A Community Devoted to the Preservation and Practice of Celestial Navigation and Other Methods of Traditional Wayfinding
From: Frank Reed
Date: 2021 Sep 28, 08:08 -0700
Antoine, you wrote:
"On the other hand, when shooting Lunars, and by instinct I have always attempted to use a sextant with side error as small as possible, i.e. without accepting any visible side deviation."
And my point in my earlier post is that this is unnecessary. Even if you have 5 minutes of arc of side offset, for any lunars with distances greater than 10° the resulting "side error" is less than 0.05' of arc which is completely negligible even for lunars. And since the error is inversely proportional to the tangent of the observed distance, the potential error is less than half an arcsecond for all distances from 45°-120°. I realize that we get carried away with accuracy when playing around with lunars, and that's part of the fun. But when you get down to a single arcsecond, this is no longer a rational concern. Side error is not a real error.
And just for clarity, for anyone who avoids even the thought of lunars, these numbers also apply to ordinary altitudes. If you measure the altitude of the Sun to be 45°00.0' and if your sextant has a nice wide, plainly visible side offset of 5 minutes of arc, the so-called "side error" would be only 0.009 minutes of arc --well beyond the accuracy of manual sextant observations and well beyond the precision of the micrometer.
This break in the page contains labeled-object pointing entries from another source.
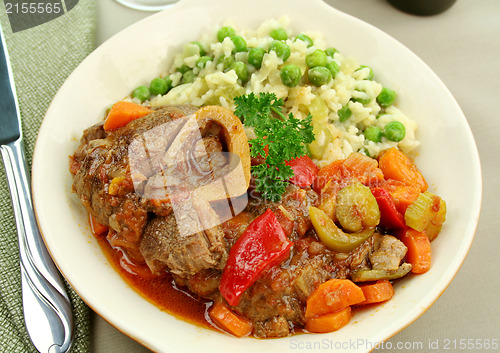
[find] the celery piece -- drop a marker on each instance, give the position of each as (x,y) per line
(427,213)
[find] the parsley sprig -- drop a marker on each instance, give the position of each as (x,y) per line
(279,139)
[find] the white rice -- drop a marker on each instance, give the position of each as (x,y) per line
(214,86)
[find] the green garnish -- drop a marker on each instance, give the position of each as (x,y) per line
(279,138)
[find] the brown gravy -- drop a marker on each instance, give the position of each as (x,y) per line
(161,291)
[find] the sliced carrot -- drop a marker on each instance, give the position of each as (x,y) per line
(357,166)
(229,321)
(329,322)
(377,292)
(363,168)
(122,113)
(402,194)
(333,295)
(419,250)
(95,226)
(398,166)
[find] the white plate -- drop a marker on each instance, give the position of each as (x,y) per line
(448,158)
(147,5)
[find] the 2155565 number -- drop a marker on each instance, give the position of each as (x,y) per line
(33,8)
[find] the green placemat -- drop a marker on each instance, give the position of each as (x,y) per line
(42,57)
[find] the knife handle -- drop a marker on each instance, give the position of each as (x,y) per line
(42,287)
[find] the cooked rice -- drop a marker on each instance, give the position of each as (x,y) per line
(214,86)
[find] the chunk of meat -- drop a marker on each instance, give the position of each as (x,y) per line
(185,242)
(388,253)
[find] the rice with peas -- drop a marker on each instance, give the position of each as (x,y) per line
(352,88)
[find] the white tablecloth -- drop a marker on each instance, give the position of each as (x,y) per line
(462,45)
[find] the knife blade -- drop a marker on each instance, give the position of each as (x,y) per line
(46,305)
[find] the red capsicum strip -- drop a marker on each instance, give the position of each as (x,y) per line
(389,215)
(261,246)
(304,170)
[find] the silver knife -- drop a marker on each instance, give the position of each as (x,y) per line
(46,306)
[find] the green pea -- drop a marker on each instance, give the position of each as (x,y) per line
(224,32)
(241,70)
(279,34)
(158,86)
(202,50)
(316,58)
(386,97)
(370,74)
(290,75)
(239,44)
(319,75)
(183,69)
(344,113)
(363,101)
(226,61)
(373,133)
(203,60)
(305,38)
(142,93)
(395,131)
(255,56)
(331,51)
(188,77)
(333,67)
(281,49)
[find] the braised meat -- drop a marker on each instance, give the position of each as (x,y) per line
(184,250)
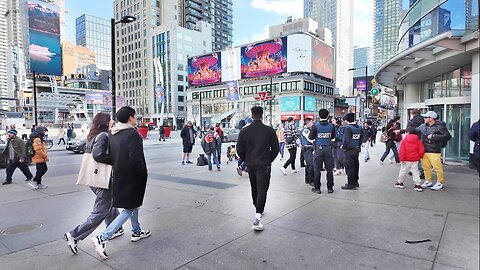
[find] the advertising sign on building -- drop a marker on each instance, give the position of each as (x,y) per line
(264,59)
(44,38)
(299,53)
(310,104)
(232,91)
(204,70)
(291,103)
(231,65)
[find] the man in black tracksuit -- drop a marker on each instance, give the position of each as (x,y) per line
(258,146)
(352,140)
(323,133)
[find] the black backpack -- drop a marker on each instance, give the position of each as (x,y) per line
(202,160)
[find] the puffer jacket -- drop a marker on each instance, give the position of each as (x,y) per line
(411,148)
(40,151)
(439,134)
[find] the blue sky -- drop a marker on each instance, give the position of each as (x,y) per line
(251,17)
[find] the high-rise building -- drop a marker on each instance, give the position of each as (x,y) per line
(387,16)
(338,17)
(174,69)
(218,13)
(362,57)
(94,33)
(133,49)
(75,56)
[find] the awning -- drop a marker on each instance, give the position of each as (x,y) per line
(220,117)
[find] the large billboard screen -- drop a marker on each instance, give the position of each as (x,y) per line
(264,58)
(323,59)
(299,53)
(44,36)
(205,69)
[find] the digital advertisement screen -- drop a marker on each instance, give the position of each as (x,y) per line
(205,69)
(265,58)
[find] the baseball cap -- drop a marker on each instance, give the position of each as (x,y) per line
(430,114)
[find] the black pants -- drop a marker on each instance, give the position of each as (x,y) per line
(352,166)
(291,159)
(309,166)
(41,170)
(323,159)
(259,181)
(13,165)
(390,145)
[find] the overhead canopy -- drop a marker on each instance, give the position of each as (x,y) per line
(220,117)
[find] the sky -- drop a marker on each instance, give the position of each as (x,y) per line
(251,17)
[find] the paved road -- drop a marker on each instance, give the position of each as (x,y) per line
(202,220)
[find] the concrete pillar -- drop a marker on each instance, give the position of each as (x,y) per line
(475,106)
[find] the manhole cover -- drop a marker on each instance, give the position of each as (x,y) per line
(21,228)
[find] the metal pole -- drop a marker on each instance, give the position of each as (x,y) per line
(34,90)
(114,86)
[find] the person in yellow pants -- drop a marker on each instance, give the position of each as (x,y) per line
(435,136)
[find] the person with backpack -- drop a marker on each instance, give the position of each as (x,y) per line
(16,157)
(97,144)
(435,136)
(40,158)
(411,152)
(390,141)
(209,145)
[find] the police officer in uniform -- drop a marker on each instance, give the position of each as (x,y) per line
(307,149)
(323,133)
(352,140)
Completely negligible. Imagine how long it would take for the Sun to change its altitude by that small amount... Suppose you're in mid-latitude and the Sun is rising at a rate of one minute of arc every six seconds. To time a sight expecting an altitude accurate to the nearest 0.01 minutes of arc (which would be a minimum requirement for such a tiny side error to be legitimately observable in any way), you would need to record your UT (and distinguish UT1 from UTC!) to the nearest 0.05 seconds. That's a twentieth of second, scarcely more than the time between two frames of a film or TV show (24 fps). That "flash of an eye"... that's how small the so-called "side error" is for this Sun altitude. And note that this is only one issue that affects altitudes at this ultra-fine level. How far would your sextant have to be out of vertical to yield an error of 0.01 minutes of arc??
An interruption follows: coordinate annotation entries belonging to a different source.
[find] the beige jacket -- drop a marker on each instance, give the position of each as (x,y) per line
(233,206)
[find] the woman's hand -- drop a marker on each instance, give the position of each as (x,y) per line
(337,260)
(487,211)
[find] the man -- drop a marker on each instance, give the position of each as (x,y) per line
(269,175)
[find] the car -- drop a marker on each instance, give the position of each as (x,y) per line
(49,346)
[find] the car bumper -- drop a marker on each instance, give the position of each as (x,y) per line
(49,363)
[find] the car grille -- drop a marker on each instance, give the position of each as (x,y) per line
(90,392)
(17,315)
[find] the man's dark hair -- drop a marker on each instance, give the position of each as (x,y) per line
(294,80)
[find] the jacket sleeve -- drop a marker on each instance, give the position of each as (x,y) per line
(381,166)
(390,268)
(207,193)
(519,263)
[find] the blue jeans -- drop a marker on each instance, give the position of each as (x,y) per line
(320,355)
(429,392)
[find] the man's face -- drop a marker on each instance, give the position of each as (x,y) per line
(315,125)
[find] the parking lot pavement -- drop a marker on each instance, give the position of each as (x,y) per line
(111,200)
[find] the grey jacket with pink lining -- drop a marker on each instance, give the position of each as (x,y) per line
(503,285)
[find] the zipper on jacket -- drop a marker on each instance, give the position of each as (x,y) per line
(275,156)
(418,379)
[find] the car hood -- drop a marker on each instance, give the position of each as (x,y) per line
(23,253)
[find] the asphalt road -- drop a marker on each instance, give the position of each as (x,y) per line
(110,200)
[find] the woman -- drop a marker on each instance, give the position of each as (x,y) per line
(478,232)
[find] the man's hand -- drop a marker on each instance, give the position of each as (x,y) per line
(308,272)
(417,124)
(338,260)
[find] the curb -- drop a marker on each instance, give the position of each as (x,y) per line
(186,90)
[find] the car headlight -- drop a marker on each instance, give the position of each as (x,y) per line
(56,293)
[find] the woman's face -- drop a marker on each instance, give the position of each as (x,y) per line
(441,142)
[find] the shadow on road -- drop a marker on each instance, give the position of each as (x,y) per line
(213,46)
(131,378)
But what about the books? The textbooks of navigation seem worried about side error. Some even say it's critical! Books can'te be wrong, can they? Not so many of them collectively, right?? And of course they can be wrong, because they copy from each other and from the collective common knowledge that is the culture of navigation. Celestial navigation has many myths and also bits of bad advice that have been collected over the decades which have become "common" knowledge. Common ≠ True.